The arithmetic makes this plain. In the British Isles a population nearly one-quarter that of the United States is crammed into a space only three percent of ours - and the devastation of the land has NOT been the result. And even if we do not want to broach the intensity of land use found in Britain and Ireland (and we don't), the United States would have to grow to a population of nearly TWO BILLION people before we got there. This is not going to happen.
So, there is no environmental crisis. There is a problem, which reached the public consciousness about three decades ago, and much has been done to solve it. Work remains, but this is the work of cultivating a conservation ethic in the American psyche.
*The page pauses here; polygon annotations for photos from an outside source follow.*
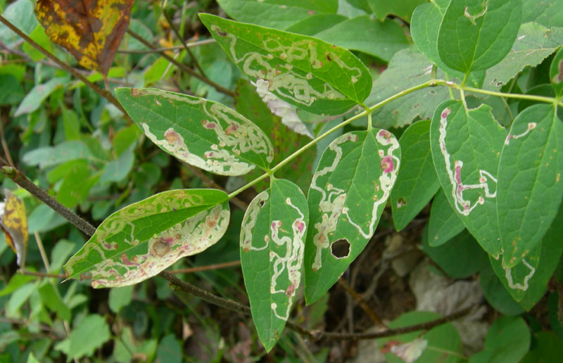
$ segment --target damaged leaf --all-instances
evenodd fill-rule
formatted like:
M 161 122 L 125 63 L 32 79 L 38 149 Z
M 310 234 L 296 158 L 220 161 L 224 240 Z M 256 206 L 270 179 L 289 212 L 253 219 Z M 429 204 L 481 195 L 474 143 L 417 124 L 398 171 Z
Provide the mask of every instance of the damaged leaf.
M 82 67 L 108 74 L 129 25 L 134 0 L 38 0 L 37 19 L 49 39 Z
M 227 194 L 215 189 L 165 191 L 110 215 L 65 265 L 68 278 L 85 272 L 92 287 L 132 285 L 180 258 L 215 244 L 229 224 Z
Changing the culture is the only long-term solution that ensures what we value now will be valued in the future. On the other hand, unreliable politics change from election to election.
The time will come when the environmental bureaucracy will be dismantled or neutered, and so the goals of conservation will no longer be sustained by force of the government. Without a change in the culture in the meantime, there will be no consensus for conservation. At that point, the best that we can hope for is benign neglect of the remaining wilderness. Worse, it is easy to imagine that the power we permitted the government to protect the land will be transmuted into power to use the land as the government sees fit.
It is because I think conservation is important that I object to the false urgency of environmentalists who demand that the power of government, despite its dismal record of perverse results and failures, protect the wilderness. I am particularly concerned that one of those perverse results will be the permanent dimunition of our liberties in exchange for creating a federal land-use behemoth. Politics are for intellectually lazy jaw-jackers who enjoy the fight more than accomplishing anything permanent. Changing the culture is for serious people who don't mind dirtying their hands to get real results.